Grossi warned that parts of the Zaporizhzhia nuclear plant that had been knocked out due to recent attacks risked an "unacceptable" potential radiation leak.
Ukraine’s state-run company operating the plant, Energoatom, said the area was struck five times on Thursday, including near the site where radioactive materials are stored.
Russia on Wednesday requested an urgent meeting of the UN Security Council concerning Ukraine’s continuous attacks on the Zaporizhzhia nuclear power plant, as both sides continue to blame each other for repeated shelling of the site. Earlier, TASS reported that Russia had requested Grossi's participation.
Zaporizhzhia is the largest nuclear power plant in Europe and among the 10 largest in the world. Russian forces seized the plant soon after Moscow launched its ongoing military offensive in the ex-Soviet country on February 24. Both Ukraine and Russia accuse each other of targeting the facility.

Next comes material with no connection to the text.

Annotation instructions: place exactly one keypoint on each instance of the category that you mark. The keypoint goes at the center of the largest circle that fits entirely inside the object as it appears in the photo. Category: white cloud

On Monday, Kiev called for the establishment of a “demilitarized zone” around the nuclear power station in east Ukraine. The Kremlin, for its part, accused Ukrainian forces of firing on the plant, warning of potential “catastrophic consequences” for Europe.
Speaking at a press conference in Tokyo on Monday, UN Secretary-General Antonio Guterres warned that the nuclear confrontation risk is back after decades, calling on the nuclear-armed countries “to commit to the principle of non-first use.”
“Any attack to a nuclear plant is a suicidal thing. I hope that those attacks will end, and at the same time I hope that the IAEA will be able to access the plant,” Guterres said after a visit to Hiroshima over the weekend, where he gave a speech to mark the 77th anniversary of the world’s first nuclear bomb attack.